CSVS 2012: Serving Sports Fans Whenever, Wherever Is Key to Mobile Strategy
Talk of the second screen was everywhere at SVG’s College Sports Video Summit in Atlanta last week, from finding sponsorship dollars to determining how best to program the experience to devoting part of your broadcast facility to mobile platforms. On Day 2, leading experts in creating sports content for mobile convened to discuss the most important elements of the second-screen experience: What are fans looking for? And how can fan expectations be met?
“We build products with the idea of mobile first, and that’s simply because that’s where our fans are going,” said Jay Lee, senior director, product development, mobile, ESPN Digital Media. “We see that in our traffic, we see that in the way in which they consume everything from text — stories, headlines, alerts — [to] video. It’s all migrating over to mobile, so we really design products with that philosophy in mind. If you look at how you use your devices today, there’s an expectation that what you’re thinking about at that very moment is what you should get.”
Not only do fans want access to news, statistics, and video through their mobile devices, they want to locate news items quickly, find intuitively formatted statistics, and stream video without interruption.
“From a fan standpoint, what we see is [that] the quality of the video is probably the first key component [of the experience],” said Chris Wagner, EVP/co-founder, NeuLion. “Delivering live HD video on mobile devices kind of sets the pace now. The consumer has gotten to the point where they really expect a great experience on a mobile device.”
However, the panelists stressed that there is no one-size-fits-all strategy for mobile sports-content creation and distribution. Video highlights, live game coverage, and social networks are all key elements of the second-screen experience but are used very differently, depending on the location of the user and the device.
“The experience of using a smartphone in an airport while you’re waiting for your flight is very different from using an iPad on your couch in front of the TV,” said John Ore, VP, product management, CBS Interactive. “Those both can be considered mobile but in two entirely different use cases, so you really need to identify where you’re trying to reach your fan and at what time.”
Although the synchronous second screen can be used to enhance a first-screen presentation, synchronous and second screen should not be considered synonymous.
“The idea of a second screen is great if your team is on the first screen, but, if your team is not on the first screen and you’re on the couch with your iPad, what are you doing? What are you looking for?” Ore asked. “Those may not be connected experiences, so I think you have to [expect] that the expectation of the fan is going to vary on your content based on where they are.”
Echoed XOS Digital VP of Digital Sports Networks Barry Loudis, “As someone who watches a lot of television, I like having secondary companions to my television, but having that first video is very important.”
In addition to considering the location of mobile content consumption, content creators must also consider the platform itself. With the abundance of mobile devices and platforms on the market, it’s easy for content creators to find themselves overwhelmed.
“You don’t need to be everywhere on that first day,” said John Burris, president, Silver Chalice. “As you think about trying to be everywhere, you don’t need to be everywhere in the same way. What I mean by that is, you don’t necessarily need to build a native BlackBerry RIM application but you might want to be on an optimized mobile Web experience on a RIM device. You may invest more on the platforms that are truly going to drive most of your usage.”
The panelists urged those looking to serve mobile fans to start with a mobile Website and gradually scale up from there. The average mobile consumer does not, or cannot, distinguish the differences among the various mobile platforms; content creators must be mindful that fans expect content available on an iPhone to be also available on Android, Windows Phone, and BlackBerry.

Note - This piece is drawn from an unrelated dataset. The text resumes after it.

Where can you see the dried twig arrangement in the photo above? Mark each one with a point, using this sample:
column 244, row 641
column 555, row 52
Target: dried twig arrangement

“I think the distinction between [mobile] Website and mobile [application] is actually going away,” commented Lee. “It’s how you’re building that [mobile] Website that’s really the question. Are you formatting it in a way that it can scale up and down? Are you looking at technologies and design trends out there that will allow you to have one site that works across all streams? How you are actually building it from the ground up, thinking about different screens, smaller screens, expandable screens, is really the key.”
Not to be overlooked, the panelists stressed, is the effectiveness of e-mail and SMS messaging in driving fans to consume content. Fans may not always think to open an app or load a mobile Website; getting the information in front of fans is pivotal to consumption.
“One thing that we’re just zealots about is the ability to alert fans and audiences to things that we’re creating,” said Burris. “For example, whether it’s on a Website with e-mail or it’s using SMS or native alerts in the iPhone and Android, [alerting our fans] to the things they care about is huge. Having those platforms in place is as important as having a great Website experience because, without those things, we’re really asking our fans to do a lot. The appetite is there, we’ve just gotta serve this stuff up.”